Milieu d’intervention : Milieux forestiers

  • Parc naturel régional de la Sainte- Baume

    Le projet de Parc naturel régional de la Sainte-Baume est né de la volonté de dynamiser les activités économiques du territoire tout en protégeant les paysages, la nature et en mettant en valeur le patrimoine culturel.
    Il rassemble 28 communes sises sur les Départements du Var et des Bouches-du-Rhône. Il occupe une position de carrefour entre les agglomérations de Marseille, Aix-en-Provence, Toulon et les espaces naturels des Calanques, de la Sainte-Victoire, du massif des Maures, du Verdon et de Port-Cros. 61 500 habitants vivent sur ce territoire de près de 84 200 ha dont 80% se situent en espaces naturels.

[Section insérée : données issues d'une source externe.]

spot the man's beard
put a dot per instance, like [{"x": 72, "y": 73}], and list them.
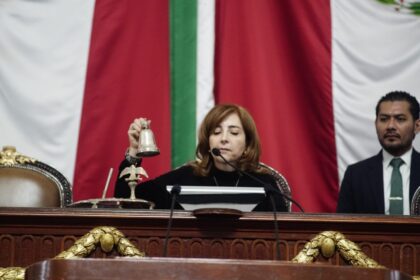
[{"x": 397, "y": 150}]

En termes de patrimoine naturel, le PNR comporte 219 espèces animales protégées, 3 sites Natura 2000, et une forte diversité de milieux et d’espèces remarquables.

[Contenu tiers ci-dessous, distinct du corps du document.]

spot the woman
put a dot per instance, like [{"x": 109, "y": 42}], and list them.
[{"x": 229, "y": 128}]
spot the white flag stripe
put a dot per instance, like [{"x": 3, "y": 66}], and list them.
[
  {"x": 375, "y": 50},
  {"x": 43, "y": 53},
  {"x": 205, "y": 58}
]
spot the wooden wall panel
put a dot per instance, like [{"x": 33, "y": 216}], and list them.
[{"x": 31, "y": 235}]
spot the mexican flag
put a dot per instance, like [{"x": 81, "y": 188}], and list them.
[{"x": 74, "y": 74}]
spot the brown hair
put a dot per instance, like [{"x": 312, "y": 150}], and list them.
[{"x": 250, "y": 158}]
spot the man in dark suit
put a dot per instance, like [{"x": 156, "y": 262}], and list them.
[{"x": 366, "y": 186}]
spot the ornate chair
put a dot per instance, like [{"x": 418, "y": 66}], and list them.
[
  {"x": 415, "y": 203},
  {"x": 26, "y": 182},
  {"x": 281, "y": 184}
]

  • Parc Naturel Régional de Lorraine

    Créé par décret ministériel du 17 mai 1974, le Parc naturel régional de Lorraine s’étend sur près de 210 000 hectares et compte 183 communes et 9 villes-portes pour environ 79 000 habitants.
    Son territoire comprend également, en totalité ou partiellement, 14 communautés de communes ou d’agglomération avec lesquelles le Parc noue des partenariats.
    Situé à proximité des agglomérations de Metz et de Nancy, le Parc est au contact direct du sillon mosellan, axe majeur du développement régional qui le scinde en deux zones distinctes :
    – La zone orientale, caractérisée par ses nombreux étangs et ses zones halophiles est située entre les villes portes de Château-Salins et Sarrebourg.
    – La zone occidentale, limitée par les vallées de la Meuse et de la Moselle, par les villes de Metz et de Jarny au nord et de Toul au sud. Les Côtes de Meuse et de Moselle ainsi que les zones humides de la Woëvre sont véritablement l’emblème de la zone Ouest du Parc.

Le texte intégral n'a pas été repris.